I made this simple patcher to make monkey patching easier with THREE, as all classes based on Object3D already inherited the prototype methods.

function Patch( root ) {

	this.root = root;
	this.list = [];

	for ( let name in root )
		this.list.push( root[name] ) ;

}

Patch.prototype = {
	each: function( property, value, prototype ) {

		for ( let i = 0, l = this.list.length; i < l; i ++ ) {

			const object = this.list[ i ];

			if ( object.prototype instanceof Object && object.prototype[property] === value ) {

				Object.assign( object.prototype, prototype );

			}

		}

	}
};

const three = new Patch( THREE );

three.each( 'isObject3D', true, {

	add: function( ... ) {},
	remove: function ( ... ) {}

});

Nice, thanks. I imagine changing the signature of add/remove to some like

const add = Object3D.prototype.add
const remove = Object3D.prototype.add
patcher.each( 'isObject3D', true, {
	add(...objects) {
		if (typeof objects[objects.length - 1] === 'string') {
			// if the last arg is a string, it is a layer name, add the object to a separate scene in the layer-scene map.
			objects.pop()
		} else { ... add to default layer scene ... }
		add.apply(this, objects)
	},
	remove: function ( ... ) { ... similar ... }
});

I suppose certain things like lights may need to be in all layers. Maybe last arg can be a string or string[] or some shortcut like all to add to all layers.

You should store what pass an object gets into on the object, like in userData, on removal it shouldn’t be necessary to explicitly tell again which list or lists it was part of. Also you might try avoiding the usage of apply with array arguments, that can’t be optimized and should be very slow unless it got improved.

I suppose certain things like lights may need to be in all layers

That depends if those further passes will use or need lights. But you might be careful about THREE lights making sure there won’t be some recompiling of materials going on, should work fine though i guess.

Seems nowadays (at least in Chrome) .apply is pretty fast (perf test)

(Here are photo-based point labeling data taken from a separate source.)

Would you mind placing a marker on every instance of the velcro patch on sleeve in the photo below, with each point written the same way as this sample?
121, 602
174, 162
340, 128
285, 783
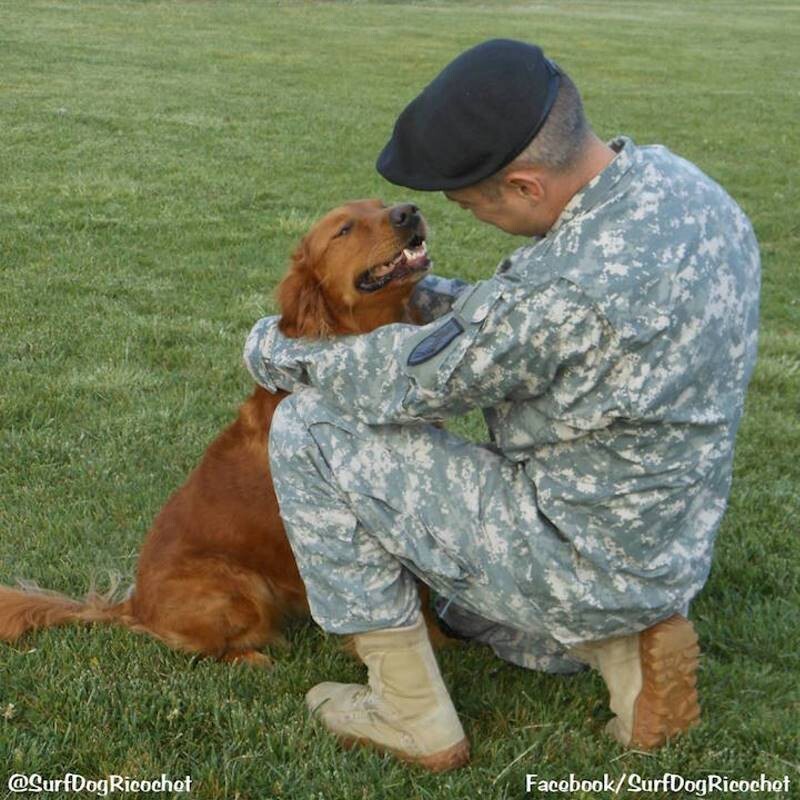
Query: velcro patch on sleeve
435, 343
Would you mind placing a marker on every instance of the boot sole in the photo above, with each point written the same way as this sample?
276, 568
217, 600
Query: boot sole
443, 761
667, 704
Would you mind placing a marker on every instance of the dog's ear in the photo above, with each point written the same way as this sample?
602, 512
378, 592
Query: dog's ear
301, 300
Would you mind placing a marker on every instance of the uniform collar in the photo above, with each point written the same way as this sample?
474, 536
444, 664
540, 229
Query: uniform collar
598, 188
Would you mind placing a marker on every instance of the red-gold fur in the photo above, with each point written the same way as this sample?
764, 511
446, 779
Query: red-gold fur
216, 574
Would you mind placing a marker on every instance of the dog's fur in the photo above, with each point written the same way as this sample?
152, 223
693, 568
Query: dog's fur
216, 574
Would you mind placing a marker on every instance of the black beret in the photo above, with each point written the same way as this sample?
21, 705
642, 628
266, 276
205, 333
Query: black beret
478, 114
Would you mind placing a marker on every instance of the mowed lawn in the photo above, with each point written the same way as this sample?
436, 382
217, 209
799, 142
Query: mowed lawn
158, 162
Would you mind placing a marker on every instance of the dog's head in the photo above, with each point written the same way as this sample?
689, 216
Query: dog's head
354, 270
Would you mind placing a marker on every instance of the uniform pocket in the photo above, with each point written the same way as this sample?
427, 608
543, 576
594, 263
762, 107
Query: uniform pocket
432, 356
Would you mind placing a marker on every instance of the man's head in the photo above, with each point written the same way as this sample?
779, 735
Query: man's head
501, 131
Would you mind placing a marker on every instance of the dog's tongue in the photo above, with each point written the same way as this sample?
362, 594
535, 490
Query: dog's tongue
409, 257
416, 255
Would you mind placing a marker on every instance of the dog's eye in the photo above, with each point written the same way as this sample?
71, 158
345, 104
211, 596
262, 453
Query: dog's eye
345, 229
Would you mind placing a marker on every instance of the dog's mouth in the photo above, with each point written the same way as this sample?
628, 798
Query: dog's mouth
412, 259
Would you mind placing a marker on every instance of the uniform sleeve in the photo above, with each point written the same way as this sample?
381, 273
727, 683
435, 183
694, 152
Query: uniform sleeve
498, 343
434, 296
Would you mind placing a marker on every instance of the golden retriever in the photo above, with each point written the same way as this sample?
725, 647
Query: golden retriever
216, 574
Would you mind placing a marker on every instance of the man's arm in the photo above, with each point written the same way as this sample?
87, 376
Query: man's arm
434, 296
500, 342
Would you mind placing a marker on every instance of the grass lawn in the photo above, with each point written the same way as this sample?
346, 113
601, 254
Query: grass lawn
158, 161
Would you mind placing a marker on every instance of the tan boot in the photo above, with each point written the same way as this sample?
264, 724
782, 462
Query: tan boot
651, 680
405, 709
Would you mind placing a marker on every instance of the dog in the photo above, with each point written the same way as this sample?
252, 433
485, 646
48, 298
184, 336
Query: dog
216, 575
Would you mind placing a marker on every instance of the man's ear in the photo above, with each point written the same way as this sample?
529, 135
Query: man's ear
301, 301
528, 183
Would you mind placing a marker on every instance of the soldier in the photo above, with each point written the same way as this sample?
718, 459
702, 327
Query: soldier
610, 355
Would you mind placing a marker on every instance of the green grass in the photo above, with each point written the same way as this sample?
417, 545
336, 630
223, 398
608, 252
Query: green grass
158, 161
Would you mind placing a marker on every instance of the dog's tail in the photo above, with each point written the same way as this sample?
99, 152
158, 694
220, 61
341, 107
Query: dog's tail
30, 607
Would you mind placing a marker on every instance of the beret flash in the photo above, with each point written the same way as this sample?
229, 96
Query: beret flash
476, 116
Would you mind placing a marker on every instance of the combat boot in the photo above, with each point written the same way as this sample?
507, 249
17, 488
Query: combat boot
651, 679
405, 710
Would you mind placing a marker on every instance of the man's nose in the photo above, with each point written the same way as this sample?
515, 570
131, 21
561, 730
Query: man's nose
404, 216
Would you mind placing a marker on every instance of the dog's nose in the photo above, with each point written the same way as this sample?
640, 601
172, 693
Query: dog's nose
404, 216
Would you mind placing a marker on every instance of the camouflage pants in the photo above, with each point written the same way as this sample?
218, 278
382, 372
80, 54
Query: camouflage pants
368, 508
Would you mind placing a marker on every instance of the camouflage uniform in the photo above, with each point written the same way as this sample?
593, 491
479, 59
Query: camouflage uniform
610, 358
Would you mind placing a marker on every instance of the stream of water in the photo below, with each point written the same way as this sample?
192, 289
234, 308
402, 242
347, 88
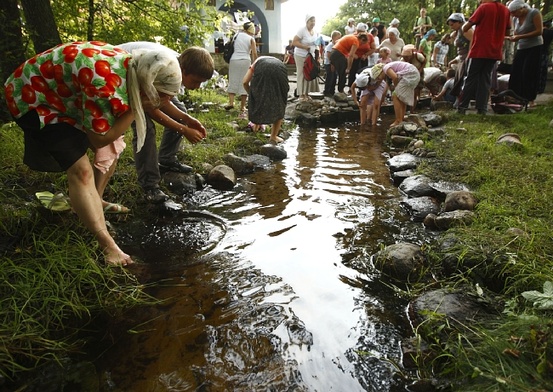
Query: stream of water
281, 294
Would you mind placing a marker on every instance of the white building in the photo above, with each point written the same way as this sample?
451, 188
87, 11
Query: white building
266, 16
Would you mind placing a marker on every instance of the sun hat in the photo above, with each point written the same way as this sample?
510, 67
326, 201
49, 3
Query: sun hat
362, 79
249, 27
394, 31
456, 17
408, 50
376, 70
515, 5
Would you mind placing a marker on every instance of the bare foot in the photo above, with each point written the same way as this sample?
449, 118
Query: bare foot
114, 208
116, 256
277, 140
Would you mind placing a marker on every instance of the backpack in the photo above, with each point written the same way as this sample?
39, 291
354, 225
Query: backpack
507, 102
311, 67
228, 49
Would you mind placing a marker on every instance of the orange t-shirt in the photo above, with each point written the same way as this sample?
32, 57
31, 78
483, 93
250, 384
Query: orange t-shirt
344, 44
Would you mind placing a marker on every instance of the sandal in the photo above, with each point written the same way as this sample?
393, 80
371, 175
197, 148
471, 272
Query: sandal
114, 208
58, 202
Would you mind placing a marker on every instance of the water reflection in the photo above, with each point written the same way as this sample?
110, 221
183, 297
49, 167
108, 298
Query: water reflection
284, 302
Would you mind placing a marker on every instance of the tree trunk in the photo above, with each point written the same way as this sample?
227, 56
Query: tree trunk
41, 24
11, 47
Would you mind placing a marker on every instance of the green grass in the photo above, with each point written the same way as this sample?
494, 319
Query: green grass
52, 281
52, 284
514, 186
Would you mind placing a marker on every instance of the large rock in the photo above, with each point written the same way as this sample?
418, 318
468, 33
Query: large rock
180, 183
460, 200
420, 207
222, 177
238, 164
403, 162
417, 186
275, 153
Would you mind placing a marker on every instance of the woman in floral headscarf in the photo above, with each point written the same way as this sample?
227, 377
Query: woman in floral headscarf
306, 41
85, 95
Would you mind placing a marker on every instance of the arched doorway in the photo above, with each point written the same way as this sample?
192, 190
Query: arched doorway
258, 19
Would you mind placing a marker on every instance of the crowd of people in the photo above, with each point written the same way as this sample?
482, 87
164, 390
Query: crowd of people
64, 109
465, 57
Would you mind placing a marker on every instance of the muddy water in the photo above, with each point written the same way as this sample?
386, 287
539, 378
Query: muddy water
279, 294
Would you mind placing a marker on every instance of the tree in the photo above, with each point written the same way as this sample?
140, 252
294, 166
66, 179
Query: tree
172, 23
40, 24
11, 44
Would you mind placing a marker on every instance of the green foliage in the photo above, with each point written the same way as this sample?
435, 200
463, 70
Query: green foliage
514, 188
543, 300
174, 24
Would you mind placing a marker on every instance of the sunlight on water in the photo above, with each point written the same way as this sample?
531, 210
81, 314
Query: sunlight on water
282, 296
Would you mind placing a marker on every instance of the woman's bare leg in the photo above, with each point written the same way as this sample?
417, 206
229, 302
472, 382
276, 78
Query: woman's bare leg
275, 130
399, 110
87, 203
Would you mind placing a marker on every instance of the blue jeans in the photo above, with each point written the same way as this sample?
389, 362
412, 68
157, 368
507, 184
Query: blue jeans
146, 161
477, 84
330, 81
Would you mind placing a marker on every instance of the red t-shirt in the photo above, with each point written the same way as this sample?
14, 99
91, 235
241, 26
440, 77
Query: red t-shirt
491, 21
344, 44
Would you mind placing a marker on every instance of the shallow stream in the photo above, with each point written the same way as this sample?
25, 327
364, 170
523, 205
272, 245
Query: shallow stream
279, 294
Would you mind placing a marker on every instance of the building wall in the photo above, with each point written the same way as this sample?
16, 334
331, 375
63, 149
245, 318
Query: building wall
270, 21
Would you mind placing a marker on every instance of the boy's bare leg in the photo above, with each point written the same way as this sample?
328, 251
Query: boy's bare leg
86, 202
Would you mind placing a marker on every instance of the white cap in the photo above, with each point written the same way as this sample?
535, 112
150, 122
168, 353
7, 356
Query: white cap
362, 27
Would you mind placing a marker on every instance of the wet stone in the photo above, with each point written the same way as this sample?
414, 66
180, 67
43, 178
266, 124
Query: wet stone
222, 177
417, 186
238, 164
273, 152
180, 183
403, 162
420, 207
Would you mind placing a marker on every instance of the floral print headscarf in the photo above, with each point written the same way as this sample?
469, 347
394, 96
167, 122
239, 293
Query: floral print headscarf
151, 71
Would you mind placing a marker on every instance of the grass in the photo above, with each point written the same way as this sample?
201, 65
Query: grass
514, 186
53, 283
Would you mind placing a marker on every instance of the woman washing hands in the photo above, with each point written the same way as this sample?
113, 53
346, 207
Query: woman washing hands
84, 95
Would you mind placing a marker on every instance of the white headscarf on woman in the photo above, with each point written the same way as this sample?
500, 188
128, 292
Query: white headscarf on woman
151, 71
393, 30
515, 5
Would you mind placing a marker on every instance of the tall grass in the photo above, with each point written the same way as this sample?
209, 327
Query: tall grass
514, 186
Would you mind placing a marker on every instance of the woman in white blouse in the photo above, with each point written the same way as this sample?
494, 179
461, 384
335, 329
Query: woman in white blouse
245, 52
305, 41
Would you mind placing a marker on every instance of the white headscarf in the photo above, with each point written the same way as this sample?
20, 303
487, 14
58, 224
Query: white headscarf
394, 31
515, 5
151, 71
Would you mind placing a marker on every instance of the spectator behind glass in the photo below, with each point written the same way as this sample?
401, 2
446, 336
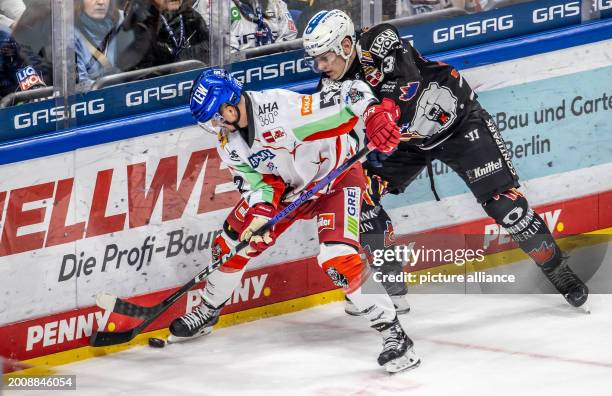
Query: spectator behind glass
414, 7
33, 35
97, 23
179, 33
256, 23
10, 62
10, 12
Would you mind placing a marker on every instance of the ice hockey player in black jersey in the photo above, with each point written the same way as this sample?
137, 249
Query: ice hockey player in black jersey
441, 119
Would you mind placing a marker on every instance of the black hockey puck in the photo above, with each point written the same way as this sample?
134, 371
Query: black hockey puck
156, 342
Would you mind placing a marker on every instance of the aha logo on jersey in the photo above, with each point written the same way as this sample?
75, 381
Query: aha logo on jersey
260, 157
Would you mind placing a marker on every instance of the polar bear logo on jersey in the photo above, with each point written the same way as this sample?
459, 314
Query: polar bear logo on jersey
436, 110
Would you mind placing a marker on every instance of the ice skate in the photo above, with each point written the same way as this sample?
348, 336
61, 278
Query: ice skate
567, 283
194, 324
398, 352
400, 303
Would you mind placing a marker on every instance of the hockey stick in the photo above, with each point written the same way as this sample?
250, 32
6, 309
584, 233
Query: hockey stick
149, 314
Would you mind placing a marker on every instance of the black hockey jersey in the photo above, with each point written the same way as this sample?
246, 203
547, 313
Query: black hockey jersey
433, 96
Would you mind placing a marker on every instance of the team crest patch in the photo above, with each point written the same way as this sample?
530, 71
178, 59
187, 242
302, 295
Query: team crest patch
352, 202
337, 278
274, 135
409, 91
260, 157
327, 221
306, 105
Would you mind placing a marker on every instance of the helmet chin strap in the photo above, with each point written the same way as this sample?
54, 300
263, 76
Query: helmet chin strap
235, 123
346, 60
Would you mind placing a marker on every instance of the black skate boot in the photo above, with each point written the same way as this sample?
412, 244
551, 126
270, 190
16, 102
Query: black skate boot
194, 324
398, 352
566, 282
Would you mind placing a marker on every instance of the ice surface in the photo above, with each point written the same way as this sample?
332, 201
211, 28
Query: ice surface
469, 344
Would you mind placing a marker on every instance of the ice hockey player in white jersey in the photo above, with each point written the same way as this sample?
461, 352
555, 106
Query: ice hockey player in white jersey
278, 144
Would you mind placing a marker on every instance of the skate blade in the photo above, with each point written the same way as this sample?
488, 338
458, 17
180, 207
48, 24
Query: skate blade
584, 308
407, 362
402, 311
172, 339
349, 311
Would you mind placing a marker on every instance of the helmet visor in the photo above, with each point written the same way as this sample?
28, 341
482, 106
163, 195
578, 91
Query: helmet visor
325, 62
217, 124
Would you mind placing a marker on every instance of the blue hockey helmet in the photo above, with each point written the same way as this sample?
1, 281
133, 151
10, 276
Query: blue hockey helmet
213, 88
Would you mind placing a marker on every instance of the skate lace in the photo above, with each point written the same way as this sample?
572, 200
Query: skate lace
392, 338
562, 277
198, 317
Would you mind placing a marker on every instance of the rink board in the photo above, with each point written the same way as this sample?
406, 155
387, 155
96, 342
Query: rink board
135, 217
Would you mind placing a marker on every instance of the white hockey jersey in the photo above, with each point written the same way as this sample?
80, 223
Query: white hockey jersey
294, 140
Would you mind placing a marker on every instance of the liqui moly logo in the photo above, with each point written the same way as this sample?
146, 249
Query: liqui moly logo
28, 78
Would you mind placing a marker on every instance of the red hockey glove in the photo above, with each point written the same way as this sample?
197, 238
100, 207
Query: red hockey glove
381, 129
255, 218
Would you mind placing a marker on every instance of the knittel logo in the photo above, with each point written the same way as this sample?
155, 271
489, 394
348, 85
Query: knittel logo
484, 171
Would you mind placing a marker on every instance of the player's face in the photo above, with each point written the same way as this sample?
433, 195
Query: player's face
331, 64
227, 116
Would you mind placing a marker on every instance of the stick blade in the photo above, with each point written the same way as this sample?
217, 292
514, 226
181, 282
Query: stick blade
108, 338
106, 301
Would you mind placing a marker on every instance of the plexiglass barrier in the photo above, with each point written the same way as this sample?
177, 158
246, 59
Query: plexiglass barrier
71, 47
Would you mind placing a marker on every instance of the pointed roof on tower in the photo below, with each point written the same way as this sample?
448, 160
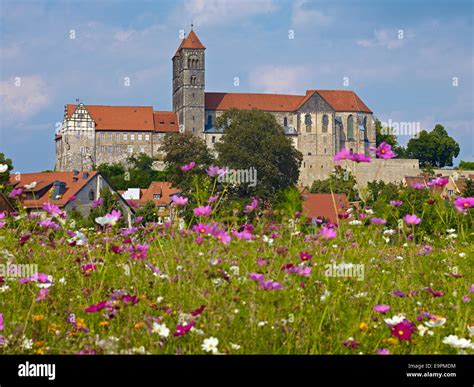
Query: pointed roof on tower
190, 41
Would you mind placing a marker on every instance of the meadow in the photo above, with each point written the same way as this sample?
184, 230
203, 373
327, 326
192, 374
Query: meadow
243, 283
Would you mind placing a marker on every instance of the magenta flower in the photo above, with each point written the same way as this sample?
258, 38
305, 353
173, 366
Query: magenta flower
403, 330
213, 171
203, 211
328, 233
411, 219
222, 237
16, 192
343, 154
462, 204
53, 210
384, 151
188, 167
252, 206
304, 256
180, 201
48, 223
42, 294
439, 182
378, 221
382, 308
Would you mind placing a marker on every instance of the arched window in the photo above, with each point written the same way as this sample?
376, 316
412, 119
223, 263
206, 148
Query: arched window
307, 122
350, 127
325, 123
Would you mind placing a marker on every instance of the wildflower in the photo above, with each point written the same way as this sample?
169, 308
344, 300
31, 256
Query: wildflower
210, 345
328, 233
462, 204
213, 171
48, 223
53, 210
203, 211
455, 342
188, 167
304, 256
160, 329
178, 200
403, 330
384, 151
378, 221
396, 203
382, 308
411, 219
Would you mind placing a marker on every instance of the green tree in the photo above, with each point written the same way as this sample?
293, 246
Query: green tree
436, 148
340, 181
181, 149
254, 139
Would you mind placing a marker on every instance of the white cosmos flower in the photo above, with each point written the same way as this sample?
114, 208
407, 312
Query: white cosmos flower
210, 345
456, 342
31, 185
161, 329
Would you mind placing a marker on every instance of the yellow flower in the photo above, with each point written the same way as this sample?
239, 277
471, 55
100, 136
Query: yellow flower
363, 326
38, 317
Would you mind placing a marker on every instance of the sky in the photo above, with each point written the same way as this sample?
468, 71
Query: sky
409, 60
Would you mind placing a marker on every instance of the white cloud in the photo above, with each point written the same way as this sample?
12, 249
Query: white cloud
304, 13
206, 12
279, 79
383, 38
21, 102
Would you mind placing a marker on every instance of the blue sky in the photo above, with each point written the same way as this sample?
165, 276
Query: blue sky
404, 80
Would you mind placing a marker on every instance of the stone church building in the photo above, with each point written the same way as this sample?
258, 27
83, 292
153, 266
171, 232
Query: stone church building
319, 123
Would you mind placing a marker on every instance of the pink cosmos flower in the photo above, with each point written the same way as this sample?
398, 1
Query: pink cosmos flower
411, 219
403, 330
382, 308
16, 192
343, 154
378, 221
188, 167
203, 211
439, 182
48, 223
180, 201
53, 210
42, 294
222, 237
384, 151
213, 171
252, 206
462, 204
328, 233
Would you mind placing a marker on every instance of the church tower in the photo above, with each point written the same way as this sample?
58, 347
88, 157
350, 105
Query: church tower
188, 84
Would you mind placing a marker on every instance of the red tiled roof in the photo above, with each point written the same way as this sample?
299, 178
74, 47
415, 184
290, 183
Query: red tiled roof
44, 179
190, 41
326, 206
339, 100
133, 118
344, 101
165, 122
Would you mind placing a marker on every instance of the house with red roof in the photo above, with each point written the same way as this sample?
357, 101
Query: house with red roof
76, 190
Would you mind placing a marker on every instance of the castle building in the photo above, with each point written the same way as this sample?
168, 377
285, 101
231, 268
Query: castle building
319, 122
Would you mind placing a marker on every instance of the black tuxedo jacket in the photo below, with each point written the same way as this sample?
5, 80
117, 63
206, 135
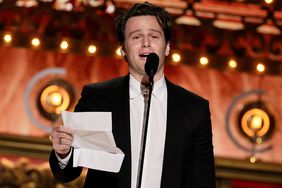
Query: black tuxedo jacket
188, 156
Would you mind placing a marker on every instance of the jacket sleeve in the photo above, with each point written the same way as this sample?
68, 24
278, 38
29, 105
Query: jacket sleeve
66, 174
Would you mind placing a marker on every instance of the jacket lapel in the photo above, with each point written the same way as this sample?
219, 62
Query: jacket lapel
172, 153
121, 128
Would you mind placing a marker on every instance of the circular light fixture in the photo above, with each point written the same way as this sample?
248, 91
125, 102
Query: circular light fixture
256, 121
56, 96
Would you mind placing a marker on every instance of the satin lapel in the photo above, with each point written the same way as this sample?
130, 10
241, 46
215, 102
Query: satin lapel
121, 129
170, 176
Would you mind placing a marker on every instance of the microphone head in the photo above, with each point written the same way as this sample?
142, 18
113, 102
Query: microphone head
151, 65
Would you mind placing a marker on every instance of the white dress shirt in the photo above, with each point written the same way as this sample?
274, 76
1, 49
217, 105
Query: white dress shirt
154, 152
153, 159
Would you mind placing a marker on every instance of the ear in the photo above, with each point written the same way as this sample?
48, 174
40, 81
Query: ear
122, 51
167, 48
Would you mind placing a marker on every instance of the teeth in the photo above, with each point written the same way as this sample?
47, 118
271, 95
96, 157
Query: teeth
143, 55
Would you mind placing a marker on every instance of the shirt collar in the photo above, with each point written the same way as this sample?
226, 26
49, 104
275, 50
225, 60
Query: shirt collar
159, 89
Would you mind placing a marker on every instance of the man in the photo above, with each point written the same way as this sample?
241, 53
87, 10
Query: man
179, 150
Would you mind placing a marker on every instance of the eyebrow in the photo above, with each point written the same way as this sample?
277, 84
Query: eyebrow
138, 30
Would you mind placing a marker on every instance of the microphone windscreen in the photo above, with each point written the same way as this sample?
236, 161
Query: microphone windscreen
151, 65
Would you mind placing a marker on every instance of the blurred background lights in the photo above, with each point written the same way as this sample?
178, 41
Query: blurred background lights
92, 49
55, 99
268, 1
7, 38
253, 159
204, 60
232, 64
35, 42
176, 57
260, 67
118, 51
64, 45
256, 122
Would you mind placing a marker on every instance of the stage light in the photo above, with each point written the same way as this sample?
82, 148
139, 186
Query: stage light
228, 22
232, 64
64, 45
56, 96
118, 51
176, 58
204, 61
188, 20
92, 49
253, 159
256, 121
269, 28
8, 38
260, 67
268, 1
35, 42
110, 7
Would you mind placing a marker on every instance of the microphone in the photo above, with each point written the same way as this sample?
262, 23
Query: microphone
151, 65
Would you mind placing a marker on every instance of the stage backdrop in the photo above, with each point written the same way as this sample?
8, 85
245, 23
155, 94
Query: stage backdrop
18, 66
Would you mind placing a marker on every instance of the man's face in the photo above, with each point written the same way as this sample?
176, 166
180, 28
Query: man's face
144, 35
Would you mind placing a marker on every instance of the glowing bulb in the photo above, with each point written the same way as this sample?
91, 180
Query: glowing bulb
64, 45
35, 42
176, 57
256, 122
232, 64
253, 159
258, 140
7, 38
55, 99
260, 67
92, 49
118, 51
204, 61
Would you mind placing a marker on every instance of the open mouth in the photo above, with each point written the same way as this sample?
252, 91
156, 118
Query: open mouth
143, 55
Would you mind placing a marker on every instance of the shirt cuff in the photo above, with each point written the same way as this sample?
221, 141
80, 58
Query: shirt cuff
63, 162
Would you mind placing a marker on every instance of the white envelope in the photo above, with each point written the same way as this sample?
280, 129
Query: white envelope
94, 144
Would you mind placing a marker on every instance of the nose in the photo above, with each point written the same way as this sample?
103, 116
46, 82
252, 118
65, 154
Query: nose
146, 41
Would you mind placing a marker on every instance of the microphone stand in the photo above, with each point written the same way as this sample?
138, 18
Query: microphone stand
144, 133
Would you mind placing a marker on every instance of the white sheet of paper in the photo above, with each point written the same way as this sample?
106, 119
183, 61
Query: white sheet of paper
94, 144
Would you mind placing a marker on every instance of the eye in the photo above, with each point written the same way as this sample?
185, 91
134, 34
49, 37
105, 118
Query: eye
136, 37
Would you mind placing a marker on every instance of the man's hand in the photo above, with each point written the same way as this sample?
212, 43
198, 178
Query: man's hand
62, 138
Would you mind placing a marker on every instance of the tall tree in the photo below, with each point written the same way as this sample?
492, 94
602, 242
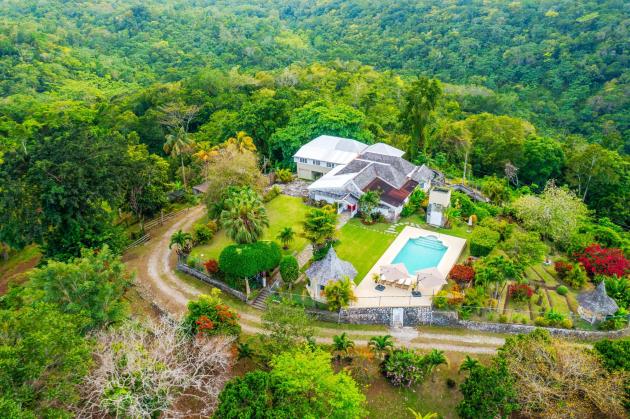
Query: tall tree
320, 225
420, 101
179, 144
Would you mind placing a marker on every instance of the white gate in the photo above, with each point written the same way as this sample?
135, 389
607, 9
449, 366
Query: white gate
398, 317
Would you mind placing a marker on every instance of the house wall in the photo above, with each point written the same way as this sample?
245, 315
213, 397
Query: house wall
305, 170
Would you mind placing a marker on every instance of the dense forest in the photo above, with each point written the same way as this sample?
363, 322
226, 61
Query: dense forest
541, 88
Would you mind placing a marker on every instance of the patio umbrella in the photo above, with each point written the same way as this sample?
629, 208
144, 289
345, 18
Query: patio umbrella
394, 273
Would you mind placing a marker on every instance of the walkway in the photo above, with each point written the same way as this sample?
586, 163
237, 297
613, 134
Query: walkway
154, 264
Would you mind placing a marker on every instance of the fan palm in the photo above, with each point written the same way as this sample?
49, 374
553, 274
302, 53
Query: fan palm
183, 242
286, 236
177, 145
244, 217
468, 364
381, 344
342, 343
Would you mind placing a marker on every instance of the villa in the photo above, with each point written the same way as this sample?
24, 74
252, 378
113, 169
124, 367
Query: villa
344, 169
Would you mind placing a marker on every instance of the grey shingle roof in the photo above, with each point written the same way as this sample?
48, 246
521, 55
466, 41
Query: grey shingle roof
598, 301
330, 268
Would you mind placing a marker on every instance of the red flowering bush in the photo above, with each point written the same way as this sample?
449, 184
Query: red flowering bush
462, 273
598, 260
520, 292
212, 266
563, 268
208, 315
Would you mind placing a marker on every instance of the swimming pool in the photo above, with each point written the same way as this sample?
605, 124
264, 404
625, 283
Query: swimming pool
421, 253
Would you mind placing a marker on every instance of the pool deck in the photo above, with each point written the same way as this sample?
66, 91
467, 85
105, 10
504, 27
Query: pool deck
367, 296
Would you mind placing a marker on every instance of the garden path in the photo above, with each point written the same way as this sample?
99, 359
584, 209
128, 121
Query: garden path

But you might be careful about THREE lights making sure there won’t be some recompiling of materials going on

Yeah, I’m not sure, does sticking lights in multiple scenes cause re-compiling of materials? At the moment my scenes are small enough, to where I just want one light hitting all objects (which will be in different layers)

Alright, first version of a layer system. The demo has some UI to toggle layering on/off and to change layer order:

Updated, with layer visibility toggles and OrbitControls:

Selectively applying a bloom filter to objects in a scene seems like a good use for multiple layers: http://jsfiddle.net/prisoner849/mjfckw02/ (from this thread)

If there’s a way to accomplish this without multiple layers though, I’d like to hear about it!